2. Prompt Clarity Engine

  • Detects ambiguity or missing details
  • Requests clarification when needed
  • Guarantees build-safe input

3. Prompt Enhancer

  • Converts raw text into structured specs
  • Generates UI/UX breakdowns
  • Enforces deterministic AI behavior

4. RAG Retrieval System

  • Searches vector embeddings
  • Loads relevant files into agent context
  • Prevents regressions or overwrites

5. GPT-5 Code Agents

  • Deterministic Next.js generation
  • Strict TSX boundaries
  • Patch-based updates only

6. Preflight Validation Layer

  • Import + JSX/TSX checks
  • Next.js structure validation
  • Ensures safe writes

7. Hardening Pipeline

  • Simulated TypeScript checks
  • Hydration boundary analysis
  • Symbol integrity scanning

8. File Normalization & Governance

  • POSIX path enforcement
  • Directory auto-creation
  • Sanitization + placeholders

9. Sandbox Runtime (Isolated VM)

  • Runs real Next.js dev server
  • Installs dependencies automatically
  • Fallback page on failure

10. Preview URL

Interactive live preview rendered inside a secure, ephemeral VM.

11. Project Storage, Versioning & RAG Memory

  • Snapshot storage
  • Fragmented history
  • Re-embeddings for future context

12. Deployment → Vercel

  • Framework autodetection
  • Global CDN build + deploy
  • Production URL in seconds

A full SVG architecture diagram can also be generated for product pages, marketing, or investor presentations upon request.

17. Summary

Autocraft serves as a complete AI-powered software engineer capable of transforming a simple idea into a fully structured, validated, deployed, and versioned application. The platform automates every phase of modern software development while preserving engineering-grade quality, safety, and predictability.
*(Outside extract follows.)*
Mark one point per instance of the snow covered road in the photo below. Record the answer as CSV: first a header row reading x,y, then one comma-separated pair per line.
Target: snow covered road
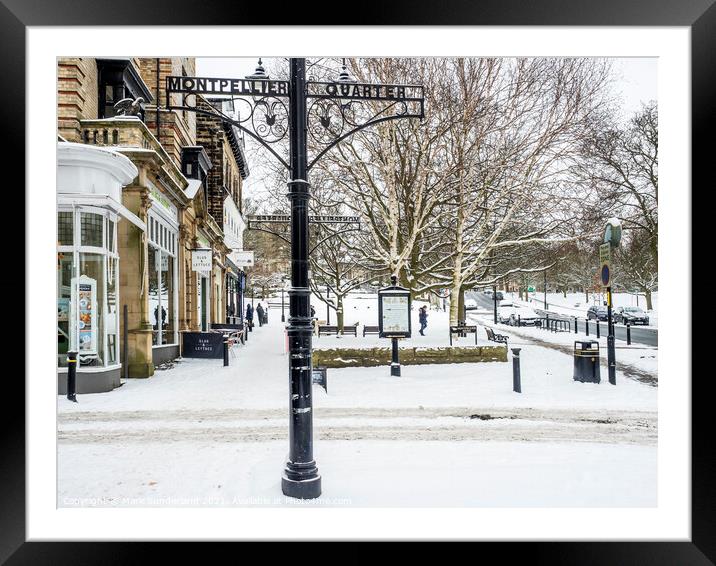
x,y
201,434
  • Understands natural language and visual inputs
  • Converts ideas into structured, build-ready specifications
  • Generates clean, scalable, enterprise-quality Next.js code
  • Self-diagnoses and repairs structural or runtime issues
  • Validates correctness through a hardened build pipeline
  • Runs authentic Next.js builds inside secure sandbox VMs
  • Maintains long-term code memory via RAG embeddings
  • Version-controls your entire project over time
  • Deploys globally with a single click using Vercel

Autocraft is built to streamline the development lifecycle from concept to deployment enabling teams and individuals to produce production-ready software with unprecedented speed and reliability.

Because your time should go into the things that actually matter.